-
Notifications
You must be signed in to change notification settings - Fork 1.6k
agent-browser upload command cannot handle dynamically created file input elements #1102
Description
Issue: agent-browser upload command cannot handle dynamically created file input elements
Description
The upload command in agent-browser works differently from Playwright MCP's browser_file_upload in terms of usability and flexibility.
Comparison
Playwright MCP (Working)
// 1. Click button to trigger file dialog
await page.getByRole('button', { name: '添加材料' }).click();
// → File chooser dialog opens, MCP detects it
// 2. Upload directly without specifying element
await browser_file_upload({ paths: ["test.md"] });
// → Works! File is uploaded successfully
agent-browser (Not Working for dynamic inputs)
1. Need to manually specify the input element
agent-browser upload "input[type=file]" "test.md"

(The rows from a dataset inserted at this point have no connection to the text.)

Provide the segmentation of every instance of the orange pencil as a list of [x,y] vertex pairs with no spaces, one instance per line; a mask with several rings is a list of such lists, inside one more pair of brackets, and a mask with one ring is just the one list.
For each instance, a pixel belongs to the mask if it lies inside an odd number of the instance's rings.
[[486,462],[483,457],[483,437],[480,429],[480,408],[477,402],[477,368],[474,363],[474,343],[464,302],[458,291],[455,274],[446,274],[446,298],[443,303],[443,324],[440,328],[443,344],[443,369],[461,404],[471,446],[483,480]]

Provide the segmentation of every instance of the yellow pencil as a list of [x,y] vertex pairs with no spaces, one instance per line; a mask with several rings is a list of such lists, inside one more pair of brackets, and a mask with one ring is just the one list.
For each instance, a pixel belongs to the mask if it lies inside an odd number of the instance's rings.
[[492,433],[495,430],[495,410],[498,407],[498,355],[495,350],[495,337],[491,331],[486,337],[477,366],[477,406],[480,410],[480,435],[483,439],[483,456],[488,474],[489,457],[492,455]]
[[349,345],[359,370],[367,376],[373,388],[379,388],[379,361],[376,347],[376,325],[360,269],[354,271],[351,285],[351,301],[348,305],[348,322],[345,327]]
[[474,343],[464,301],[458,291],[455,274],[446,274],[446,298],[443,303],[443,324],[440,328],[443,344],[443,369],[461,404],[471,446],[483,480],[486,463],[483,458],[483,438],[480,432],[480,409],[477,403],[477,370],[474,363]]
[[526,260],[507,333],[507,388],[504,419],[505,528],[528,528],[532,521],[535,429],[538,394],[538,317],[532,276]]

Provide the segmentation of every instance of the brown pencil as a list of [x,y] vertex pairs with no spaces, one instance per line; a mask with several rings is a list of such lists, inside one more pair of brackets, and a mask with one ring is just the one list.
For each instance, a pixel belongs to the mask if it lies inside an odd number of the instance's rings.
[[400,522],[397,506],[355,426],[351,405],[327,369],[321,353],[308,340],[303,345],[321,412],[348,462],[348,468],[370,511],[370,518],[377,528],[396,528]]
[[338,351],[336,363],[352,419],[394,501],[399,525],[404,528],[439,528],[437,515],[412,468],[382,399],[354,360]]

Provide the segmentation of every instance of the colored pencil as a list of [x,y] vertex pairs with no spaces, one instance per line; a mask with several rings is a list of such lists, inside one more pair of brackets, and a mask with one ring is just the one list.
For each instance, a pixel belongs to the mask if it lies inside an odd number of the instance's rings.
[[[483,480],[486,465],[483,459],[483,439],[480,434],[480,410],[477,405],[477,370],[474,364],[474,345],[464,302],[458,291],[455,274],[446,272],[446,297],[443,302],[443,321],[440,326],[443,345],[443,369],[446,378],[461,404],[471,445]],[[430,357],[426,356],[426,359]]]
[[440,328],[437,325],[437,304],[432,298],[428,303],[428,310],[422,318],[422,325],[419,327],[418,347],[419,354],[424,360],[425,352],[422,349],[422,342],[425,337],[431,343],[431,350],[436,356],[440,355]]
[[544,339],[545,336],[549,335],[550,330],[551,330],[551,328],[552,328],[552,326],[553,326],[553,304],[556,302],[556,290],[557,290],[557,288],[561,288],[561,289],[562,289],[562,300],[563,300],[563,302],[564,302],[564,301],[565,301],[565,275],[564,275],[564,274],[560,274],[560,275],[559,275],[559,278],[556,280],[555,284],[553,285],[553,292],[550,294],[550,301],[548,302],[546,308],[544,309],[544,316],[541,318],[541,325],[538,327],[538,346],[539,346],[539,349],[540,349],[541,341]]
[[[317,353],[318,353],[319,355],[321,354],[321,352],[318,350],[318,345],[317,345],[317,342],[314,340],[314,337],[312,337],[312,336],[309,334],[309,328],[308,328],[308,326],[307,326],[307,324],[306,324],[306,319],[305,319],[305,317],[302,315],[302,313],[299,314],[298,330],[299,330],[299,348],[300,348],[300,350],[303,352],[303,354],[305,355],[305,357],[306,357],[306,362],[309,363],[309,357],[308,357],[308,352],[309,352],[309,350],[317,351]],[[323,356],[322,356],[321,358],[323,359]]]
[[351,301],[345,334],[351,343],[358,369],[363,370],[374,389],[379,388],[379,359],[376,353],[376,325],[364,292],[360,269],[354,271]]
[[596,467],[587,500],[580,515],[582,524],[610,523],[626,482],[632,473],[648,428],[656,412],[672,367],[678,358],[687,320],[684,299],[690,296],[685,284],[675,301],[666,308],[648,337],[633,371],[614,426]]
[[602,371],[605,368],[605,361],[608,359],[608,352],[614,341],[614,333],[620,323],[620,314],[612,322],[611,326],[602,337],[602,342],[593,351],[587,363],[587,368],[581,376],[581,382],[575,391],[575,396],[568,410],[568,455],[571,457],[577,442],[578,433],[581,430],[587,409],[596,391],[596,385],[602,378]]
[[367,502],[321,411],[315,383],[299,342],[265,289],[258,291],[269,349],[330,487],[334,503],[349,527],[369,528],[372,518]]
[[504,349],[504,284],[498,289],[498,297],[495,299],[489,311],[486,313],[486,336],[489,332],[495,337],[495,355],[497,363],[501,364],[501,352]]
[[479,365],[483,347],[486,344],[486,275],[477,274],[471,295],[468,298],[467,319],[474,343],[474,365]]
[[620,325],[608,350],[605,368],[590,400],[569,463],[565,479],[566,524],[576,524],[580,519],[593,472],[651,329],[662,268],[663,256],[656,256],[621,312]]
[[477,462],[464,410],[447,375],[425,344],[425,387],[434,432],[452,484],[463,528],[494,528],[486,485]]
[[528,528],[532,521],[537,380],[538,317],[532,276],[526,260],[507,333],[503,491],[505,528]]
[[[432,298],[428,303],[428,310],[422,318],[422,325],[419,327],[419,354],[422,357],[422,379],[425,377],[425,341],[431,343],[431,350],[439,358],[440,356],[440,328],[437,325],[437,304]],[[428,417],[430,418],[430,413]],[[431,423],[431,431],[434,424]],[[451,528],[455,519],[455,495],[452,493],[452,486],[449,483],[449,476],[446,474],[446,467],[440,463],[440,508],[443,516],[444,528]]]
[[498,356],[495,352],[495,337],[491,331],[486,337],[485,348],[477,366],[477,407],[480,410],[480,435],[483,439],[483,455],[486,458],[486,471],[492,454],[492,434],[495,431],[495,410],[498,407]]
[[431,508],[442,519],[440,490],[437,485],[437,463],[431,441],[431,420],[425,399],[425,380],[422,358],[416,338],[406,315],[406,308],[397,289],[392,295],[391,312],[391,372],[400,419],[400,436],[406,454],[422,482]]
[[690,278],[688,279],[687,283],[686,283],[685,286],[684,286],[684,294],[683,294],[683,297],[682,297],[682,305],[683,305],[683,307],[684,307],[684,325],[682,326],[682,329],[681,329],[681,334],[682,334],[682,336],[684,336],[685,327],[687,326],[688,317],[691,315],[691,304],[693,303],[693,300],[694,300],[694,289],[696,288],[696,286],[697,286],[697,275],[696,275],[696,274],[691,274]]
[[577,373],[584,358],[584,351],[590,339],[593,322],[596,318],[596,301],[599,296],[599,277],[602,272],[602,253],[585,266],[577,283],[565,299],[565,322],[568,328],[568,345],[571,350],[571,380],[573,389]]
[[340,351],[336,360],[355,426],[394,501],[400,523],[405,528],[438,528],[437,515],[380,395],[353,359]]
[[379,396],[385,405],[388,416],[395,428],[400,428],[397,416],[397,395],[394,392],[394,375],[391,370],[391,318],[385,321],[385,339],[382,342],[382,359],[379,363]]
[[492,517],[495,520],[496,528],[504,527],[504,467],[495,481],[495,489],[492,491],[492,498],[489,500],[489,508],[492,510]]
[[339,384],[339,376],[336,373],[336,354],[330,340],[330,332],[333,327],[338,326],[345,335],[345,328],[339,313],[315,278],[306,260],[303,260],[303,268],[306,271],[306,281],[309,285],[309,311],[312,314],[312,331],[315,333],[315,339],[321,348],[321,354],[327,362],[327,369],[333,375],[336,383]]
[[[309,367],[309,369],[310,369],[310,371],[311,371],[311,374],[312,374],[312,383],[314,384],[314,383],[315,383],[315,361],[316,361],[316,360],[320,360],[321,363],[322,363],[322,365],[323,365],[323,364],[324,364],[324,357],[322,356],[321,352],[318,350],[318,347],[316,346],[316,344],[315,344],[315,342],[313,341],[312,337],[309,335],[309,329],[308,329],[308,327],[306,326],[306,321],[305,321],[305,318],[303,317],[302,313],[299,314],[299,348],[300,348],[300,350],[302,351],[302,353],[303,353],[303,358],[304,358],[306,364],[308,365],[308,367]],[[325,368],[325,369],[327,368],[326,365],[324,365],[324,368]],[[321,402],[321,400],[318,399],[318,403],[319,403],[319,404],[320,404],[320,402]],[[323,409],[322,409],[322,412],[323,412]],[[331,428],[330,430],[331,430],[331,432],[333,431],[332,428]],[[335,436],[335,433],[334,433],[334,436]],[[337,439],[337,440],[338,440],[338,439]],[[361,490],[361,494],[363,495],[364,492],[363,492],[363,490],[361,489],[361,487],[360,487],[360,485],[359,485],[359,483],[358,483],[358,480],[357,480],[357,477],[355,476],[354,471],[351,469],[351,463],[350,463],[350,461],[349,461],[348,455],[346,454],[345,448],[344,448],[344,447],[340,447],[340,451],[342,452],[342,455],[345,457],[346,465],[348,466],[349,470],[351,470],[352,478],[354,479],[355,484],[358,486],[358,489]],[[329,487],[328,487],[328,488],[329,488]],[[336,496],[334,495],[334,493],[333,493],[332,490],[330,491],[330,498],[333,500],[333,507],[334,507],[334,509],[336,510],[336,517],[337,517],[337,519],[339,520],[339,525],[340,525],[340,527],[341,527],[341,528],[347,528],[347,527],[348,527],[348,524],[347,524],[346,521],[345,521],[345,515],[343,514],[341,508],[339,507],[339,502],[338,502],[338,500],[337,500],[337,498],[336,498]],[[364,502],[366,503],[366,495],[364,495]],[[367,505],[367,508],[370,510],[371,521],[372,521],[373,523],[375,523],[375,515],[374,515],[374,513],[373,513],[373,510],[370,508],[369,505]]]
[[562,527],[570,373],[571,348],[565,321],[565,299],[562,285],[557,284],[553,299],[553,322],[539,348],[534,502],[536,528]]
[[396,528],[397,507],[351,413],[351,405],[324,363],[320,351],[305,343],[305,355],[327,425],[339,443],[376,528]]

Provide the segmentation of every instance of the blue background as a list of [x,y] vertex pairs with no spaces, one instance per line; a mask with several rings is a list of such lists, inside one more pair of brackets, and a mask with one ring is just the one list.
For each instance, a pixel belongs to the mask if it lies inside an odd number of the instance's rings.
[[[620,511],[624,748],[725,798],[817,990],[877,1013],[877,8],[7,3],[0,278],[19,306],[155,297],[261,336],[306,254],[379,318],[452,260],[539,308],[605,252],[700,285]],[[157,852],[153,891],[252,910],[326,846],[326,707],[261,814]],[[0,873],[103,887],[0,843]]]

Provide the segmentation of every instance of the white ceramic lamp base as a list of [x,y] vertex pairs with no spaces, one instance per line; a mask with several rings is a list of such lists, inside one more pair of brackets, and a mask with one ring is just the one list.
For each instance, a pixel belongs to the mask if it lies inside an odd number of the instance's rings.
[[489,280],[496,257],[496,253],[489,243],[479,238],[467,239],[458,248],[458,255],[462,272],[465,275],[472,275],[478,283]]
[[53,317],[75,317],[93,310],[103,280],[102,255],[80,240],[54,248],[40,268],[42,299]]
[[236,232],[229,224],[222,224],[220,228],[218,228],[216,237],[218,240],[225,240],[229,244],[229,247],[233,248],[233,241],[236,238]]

→ Fails if input has no ID or cannot be located
2. For dynamically created inputs (created via JS), there's no way to locate them
Root Cause
Both use CDP's Input.setInputFiles under the hood, but agent-browser lacks the ability to:
- Detect when a native file dialog is open
- Associate the open dialog with the correct input element
- Handle JavaScript-dynamically created elements
Mechanism difference:
- Playwright MCP: Reactive - detects file chooser dialog automatically
- agent-browser: Imperative - requires manual element targeting
Example Scenario
On many web apps (e.g., meeting-canvas), file upload buttons trigger a dynamically created without any ID or selector:
// Frontend code creates input dynamically
const input = document.createElement("input");
input.type = "file";
input.accept = ".md,.txt,.pptx,..."; // Accepts various file types
input.click(); // Opens native file dialog
For this pattern:
- Playwright MCP: ✅ Can upload via dialog detection
- agent-browser: ❌ Cannot locate the dynamic input element
Request
Consider adding similar dialog-aware functionality to agent-browser:
- Detect native file chooser dialog state
- Auto-associate open dialogs with the triggering input
- Allow upload without explicitly specifying the input selector when a dialog is open
This would make agent-browser's upload command as user-friendly as Playwright MCP's browser_file_upload.